In 1990, the Philadelphia Museum of Art featured on the cover of their exhibition catalogue, Legacy in Light: Photographic Treasures from Philadelphia Area Public Collections, a photograph taken by Troth. The exhibition ran from May 26-August 12, 1990, and displayed 125 images specifically chosen to represent the rich quality and diversity of select institutional photographic collections.

On rare occasions, original photographs of Troth have come up for auction and are highly sought after and prized by collectors of the Pictorialist genre. A large portion of his photographic collection can also be seen by the public within the collections of: the Library of Congress, the Smithsonian Institution, the Library Company of Philadelphia, the Academy of Natural Sciences in Philadelphia, the Minneapolis Institute of Arts, and the George Eastman Museum.
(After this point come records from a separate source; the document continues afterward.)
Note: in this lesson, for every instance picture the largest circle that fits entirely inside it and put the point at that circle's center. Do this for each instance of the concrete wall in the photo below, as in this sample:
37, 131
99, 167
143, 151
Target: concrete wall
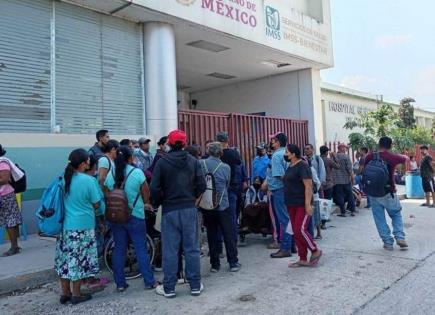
294, 95
340, 105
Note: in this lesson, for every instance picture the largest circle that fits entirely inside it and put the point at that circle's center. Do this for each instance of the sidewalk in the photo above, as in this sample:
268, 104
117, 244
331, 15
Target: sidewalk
34, 265
31, 268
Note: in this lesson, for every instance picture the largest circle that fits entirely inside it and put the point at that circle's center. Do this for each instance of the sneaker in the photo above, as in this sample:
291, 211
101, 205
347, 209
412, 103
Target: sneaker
388, 247
122, 289
402, 244
236, 267
160, 290
80, 299
214, 269
181, 281
198, 291
281, 254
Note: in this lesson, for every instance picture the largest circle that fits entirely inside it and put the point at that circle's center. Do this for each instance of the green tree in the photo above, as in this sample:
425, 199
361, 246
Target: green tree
406, 113
385, 122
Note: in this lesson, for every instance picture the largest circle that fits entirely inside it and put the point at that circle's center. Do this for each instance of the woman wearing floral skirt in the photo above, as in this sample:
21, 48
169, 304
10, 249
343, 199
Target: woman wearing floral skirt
76, 249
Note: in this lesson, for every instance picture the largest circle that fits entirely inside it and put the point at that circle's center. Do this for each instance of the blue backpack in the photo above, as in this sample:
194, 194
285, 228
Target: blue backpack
376, 177
51, 212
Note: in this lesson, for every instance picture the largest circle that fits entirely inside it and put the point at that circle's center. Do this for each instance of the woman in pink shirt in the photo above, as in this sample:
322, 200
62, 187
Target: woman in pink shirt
10, 215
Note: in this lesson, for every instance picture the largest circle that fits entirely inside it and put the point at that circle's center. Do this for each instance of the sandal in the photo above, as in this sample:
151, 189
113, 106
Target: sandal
315, 260
100, 283
12, 251
154, 286
298, 264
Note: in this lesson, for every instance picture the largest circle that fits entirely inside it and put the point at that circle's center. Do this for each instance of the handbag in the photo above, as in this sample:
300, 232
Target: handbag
325, 208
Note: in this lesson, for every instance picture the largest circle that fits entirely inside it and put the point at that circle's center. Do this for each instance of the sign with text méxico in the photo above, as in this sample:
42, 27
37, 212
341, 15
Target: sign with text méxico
273, 23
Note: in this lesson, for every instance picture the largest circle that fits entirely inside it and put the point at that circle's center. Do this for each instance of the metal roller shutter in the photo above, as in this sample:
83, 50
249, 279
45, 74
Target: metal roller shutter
122, 76
24, 66
98, 72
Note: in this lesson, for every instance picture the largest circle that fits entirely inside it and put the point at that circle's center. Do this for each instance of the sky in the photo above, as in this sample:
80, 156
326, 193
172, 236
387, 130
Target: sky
385, 47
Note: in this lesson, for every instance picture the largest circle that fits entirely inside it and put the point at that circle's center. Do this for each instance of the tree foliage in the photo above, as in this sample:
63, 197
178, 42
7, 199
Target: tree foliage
384, 121
406, 113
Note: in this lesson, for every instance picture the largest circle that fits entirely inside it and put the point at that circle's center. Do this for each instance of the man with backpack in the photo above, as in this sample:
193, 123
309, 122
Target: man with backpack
343, 178
102, 139
427, 173
378, 183
178, 181
316, 162
233, 159
275, 185
215, 208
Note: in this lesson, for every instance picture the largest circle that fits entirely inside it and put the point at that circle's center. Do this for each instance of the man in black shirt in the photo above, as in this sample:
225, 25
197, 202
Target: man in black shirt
427, 173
The Eastman House Collection of the George Eastman Museum, alone holds approximately 150 of Henry Troth's photographs, nearly all of them botanical specimens which were part of a gift from the collections of the American Museum of Photography in Philadelphia which had closed in 1977.

It is believed that the largest private collection of originally signed photographs of Henry Troth's works, dating from the 1890s to early 1900s, are privately held by the Estate of the Speakman-Miller-Matsinger, cousins of the late Henry Troth (1859-1945).